Marianne Boesky Gallery is pleased to present Restless Animal Kingdom, artist Jessica Jackson Hutchins’ third solo exhibition with the gallery. Hutchins’ practice embraces an expansive array of materials and approaches, from wall-mounted assemblages to fused glass works to ceramics installed atop couches, recliners, and chairs. Inspired by found objects and images from her personal life, Hutchins allows her materials— and the ways they connect to her hands and body—to drive the form and experience of her work. For her upcoming exhibition, the Portland, Oregon-based artist will present a selection of new, large-scale ceramics, including several sculptures that can be worn—bringing the presence of the body even more directly into view in her creative output. The exhibition will be open from February 25 - April 18, 2020 at the gallery’s 507 W. 24th Street location.
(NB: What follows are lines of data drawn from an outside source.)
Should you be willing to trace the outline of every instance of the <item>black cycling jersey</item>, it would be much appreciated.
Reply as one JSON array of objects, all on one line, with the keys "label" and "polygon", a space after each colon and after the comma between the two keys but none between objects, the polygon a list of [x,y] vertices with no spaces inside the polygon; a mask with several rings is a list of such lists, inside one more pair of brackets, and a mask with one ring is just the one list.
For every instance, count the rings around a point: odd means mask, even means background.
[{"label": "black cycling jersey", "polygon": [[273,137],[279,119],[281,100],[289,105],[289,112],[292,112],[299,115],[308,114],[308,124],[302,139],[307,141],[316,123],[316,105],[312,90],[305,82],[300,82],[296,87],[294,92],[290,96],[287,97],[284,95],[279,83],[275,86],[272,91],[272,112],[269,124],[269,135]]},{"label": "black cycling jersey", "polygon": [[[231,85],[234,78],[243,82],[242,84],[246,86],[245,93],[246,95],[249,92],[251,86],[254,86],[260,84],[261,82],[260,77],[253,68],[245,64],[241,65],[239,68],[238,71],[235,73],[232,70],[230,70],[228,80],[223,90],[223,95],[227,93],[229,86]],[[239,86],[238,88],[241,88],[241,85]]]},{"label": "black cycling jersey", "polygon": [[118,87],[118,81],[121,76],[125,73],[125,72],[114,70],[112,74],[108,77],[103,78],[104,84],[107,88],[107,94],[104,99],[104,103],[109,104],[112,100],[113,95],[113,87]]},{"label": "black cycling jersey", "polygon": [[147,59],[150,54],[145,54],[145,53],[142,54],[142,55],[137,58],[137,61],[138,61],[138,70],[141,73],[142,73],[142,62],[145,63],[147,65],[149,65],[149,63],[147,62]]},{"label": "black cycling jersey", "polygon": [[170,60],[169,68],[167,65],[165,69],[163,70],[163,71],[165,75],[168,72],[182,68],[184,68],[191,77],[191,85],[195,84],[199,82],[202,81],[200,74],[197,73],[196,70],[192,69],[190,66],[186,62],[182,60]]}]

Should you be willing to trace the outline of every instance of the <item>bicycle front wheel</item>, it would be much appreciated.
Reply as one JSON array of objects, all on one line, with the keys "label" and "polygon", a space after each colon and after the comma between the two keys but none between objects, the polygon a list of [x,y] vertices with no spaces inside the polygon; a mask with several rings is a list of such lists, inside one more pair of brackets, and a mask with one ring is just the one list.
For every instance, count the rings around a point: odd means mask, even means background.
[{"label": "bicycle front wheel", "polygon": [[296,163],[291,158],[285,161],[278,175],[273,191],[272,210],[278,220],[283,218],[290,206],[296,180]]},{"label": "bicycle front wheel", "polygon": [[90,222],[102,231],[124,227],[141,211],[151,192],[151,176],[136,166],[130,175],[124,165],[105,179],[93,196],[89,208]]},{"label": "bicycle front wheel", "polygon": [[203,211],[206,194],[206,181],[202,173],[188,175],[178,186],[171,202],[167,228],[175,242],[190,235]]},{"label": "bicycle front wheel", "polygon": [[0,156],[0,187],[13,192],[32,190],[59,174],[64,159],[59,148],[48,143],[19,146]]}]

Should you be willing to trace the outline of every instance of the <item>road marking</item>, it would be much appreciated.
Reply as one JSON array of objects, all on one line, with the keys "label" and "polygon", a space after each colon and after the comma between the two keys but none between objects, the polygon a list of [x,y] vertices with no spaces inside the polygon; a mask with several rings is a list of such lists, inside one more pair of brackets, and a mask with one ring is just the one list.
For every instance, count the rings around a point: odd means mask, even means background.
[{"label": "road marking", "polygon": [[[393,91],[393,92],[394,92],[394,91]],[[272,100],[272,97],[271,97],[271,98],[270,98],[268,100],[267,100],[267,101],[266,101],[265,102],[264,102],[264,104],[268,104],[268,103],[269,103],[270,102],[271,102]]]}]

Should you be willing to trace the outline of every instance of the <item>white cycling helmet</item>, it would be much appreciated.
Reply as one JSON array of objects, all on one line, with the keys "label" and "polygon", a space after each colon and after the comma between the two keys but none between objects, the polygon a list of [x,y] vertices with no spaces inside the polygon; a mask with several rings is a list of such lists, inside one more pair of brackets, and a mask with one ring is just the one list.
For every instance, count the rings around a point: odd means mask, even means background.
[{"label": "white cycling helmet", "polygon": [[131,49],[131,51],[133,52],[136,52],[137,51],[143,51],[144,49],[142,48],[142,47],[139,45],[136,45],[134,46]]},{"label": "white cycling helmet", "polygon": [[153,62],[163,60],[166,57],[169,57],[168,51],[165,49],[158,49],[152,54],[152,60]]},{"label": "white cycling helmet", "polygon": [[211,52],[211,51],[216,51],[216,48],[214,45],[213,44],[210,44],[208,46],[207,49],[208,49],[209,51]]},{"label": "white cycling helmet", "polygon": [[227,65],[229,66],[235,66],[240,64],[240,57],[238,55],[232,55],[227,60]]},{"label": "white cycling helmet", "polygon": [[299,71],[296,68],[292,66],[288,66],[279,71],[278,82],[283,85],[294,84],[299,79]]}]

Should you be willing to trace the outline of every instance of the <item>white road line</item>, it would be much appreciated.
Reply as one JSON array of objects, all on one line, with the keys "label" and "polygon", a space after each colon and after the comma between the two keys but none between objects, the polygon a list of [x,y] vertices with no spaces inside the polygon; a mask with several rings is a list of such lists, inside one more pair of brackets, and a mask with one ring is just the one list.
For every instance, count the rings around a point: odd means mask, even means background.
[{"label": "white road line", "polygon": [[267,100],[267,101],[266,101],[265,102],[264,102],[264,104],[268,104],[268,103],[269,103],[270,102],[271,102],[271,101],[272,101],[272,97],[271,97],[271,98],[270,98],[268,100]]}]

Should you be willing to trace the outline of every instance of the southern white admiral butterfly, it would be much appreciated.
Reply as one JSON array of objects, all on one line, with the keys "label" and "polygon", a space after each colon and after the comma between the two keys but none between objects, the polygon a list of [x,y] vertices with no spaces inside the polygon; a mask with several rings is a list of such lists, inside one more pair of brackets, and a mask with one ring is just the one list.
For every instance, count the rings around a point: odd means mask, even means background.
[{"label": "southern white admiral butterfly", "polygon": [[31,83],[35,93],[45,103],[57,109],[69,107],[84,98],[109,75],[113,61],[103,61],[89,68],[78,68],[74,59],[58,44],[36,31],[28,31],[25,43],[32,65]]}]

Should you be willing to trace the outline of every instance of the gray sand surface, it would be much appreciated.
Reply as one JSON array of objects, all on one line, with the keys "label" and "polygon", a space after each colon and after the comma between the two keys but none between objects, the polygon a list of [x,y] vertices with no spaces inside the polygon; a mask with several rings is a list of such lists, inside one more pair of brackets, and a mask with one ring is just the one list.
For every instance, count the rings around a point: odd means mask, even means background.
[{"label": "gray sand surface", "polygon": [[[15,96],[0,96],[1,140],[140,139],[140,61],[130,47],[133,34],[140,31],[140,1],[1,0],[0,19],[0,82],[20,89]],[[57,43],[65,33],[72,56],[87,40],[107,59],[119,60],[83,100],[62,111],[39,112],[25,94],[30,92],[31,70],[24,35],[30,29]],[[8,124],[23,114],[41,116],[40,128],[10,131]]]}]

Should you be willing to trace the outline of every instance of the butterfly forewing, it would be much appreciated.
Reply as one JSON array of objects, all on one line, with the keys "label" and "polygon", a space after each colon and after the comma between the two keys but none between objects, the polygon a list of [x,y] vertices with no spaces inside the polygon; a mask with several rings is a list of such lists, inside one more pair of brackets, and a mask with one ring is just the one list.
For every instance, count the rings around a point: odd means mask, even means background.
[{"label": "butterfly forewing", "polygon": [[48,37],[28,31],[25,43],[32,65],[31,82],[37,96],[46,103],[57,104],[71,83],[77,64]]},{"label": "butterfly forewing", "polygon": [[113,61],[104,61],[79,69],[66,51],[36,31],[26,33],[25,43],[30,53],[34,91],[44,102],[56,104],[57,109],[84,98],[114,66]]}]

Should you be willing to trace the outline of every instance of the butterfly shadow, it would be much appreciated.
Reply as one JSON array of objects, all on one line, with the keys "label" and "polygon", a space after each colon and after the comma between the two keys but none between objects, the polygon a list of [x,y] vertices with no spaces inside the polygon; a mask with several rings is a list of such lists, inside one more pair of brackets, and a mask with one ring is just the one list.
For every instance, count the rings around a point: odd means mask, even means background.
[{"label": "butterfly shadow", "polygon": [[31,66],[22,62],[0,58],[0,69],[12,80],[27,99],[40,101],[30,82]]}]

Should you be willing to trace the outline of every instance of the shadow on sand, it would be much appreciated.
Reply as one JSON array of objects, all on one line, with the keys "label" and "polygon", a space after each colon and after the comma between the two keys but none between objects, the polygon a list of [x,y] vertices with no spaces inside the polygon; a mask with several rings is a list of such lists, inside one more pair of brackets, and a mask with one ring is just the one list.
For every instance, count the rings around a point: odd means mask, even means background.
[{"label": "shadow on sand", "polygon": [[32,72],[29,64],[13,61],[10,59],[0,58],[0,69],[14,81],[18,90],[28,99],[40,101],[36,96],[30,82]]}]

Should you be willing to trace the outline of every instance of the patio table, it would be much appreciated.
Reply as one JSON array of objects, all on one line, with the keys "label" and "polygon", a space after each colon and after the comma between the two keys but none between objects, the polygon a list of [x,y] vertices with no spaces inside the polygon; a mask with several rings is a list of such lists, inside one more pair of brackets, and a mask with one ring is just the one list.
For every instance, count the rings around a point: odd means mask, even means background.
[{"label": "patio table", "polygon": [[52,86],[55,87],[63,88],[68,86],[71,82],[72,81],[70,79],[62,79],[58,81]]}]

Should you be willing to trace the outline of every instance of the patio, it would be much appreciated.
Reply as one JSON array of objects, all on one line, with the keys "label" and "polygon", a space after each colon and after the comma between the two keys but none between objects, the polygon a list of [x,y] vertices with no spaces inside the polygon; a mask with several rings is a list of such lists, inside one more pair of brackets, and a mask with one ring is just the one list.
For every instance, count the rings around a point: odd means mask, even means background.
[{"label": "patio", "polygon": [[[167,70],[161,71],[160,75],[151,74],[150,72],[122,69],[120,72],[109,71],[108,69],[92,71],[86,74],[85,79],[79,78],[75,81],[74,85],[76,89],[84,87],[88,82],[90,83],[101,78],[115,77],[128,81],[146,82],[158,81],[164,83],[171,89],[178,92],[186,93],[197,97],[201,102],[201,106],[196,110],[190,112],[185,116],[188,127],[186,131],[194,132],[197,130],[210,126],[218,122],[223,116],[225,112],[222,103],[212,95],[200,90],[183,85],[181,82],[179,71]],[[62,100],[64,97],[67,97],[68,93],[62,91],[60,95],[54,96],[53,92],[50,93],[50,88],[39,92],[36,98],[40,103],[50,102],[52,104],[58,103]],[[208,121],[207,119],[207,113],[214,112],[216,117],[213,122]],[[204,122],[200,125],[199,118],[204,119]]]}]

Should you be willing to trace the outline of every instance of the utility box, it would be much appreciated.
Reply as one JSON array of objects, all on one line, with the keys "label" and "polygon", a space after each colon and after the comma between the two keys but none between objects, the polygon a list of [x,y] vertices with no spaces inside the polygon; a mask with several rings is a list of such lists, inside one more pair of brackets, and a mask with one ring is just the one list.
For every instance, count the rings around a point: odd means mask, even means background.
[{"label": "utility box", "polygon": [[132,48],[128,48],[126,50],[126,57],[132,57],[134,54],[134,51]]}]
On March 5, in conjunction with Armory Art Week, Marianne Boesky Gallery will host a special reception featuring a performance developed by Hutchins in collaboration with dancers from the Trisha Brown Dance Company and the Antonio Ramos and the Gang Bangers in New York. Throughout the evening, performers outfitted in Hutchins’ wearable ceramics and clothing screen-printed by the artist will move through the gallery, performing a range of improvised motions and serving food and beverages from the vessels. By activating her ceramics through dance as well as through functional use, Hutchins extends her ongoing exploration of the relationship between fine art and the objects of our everyday lives.
Hutchins embraces an intuitive approach, allowing her works to form and reveal themselves in process of making. This is often supported by unexpected material juxtapositions and discoveries in her home and studio, creating an inherent sense of intimacy within her installations. Her most recognizable sculptures are furniture pieces transformed to cradle hand-molded ceramics. Often well-worn, the dents, juts, scratches, and loose threads of the furniture evoke a human presence, with the ceramic serving as a surrogate for the body itself. With her more recent ceramics, produced over the last year, Hutchins amplifies the importance of the body to her practice by making these sculptures wearable. In this way, the ceramic is no longer a stand-in for the body but is rather in a dynamic relationship with it.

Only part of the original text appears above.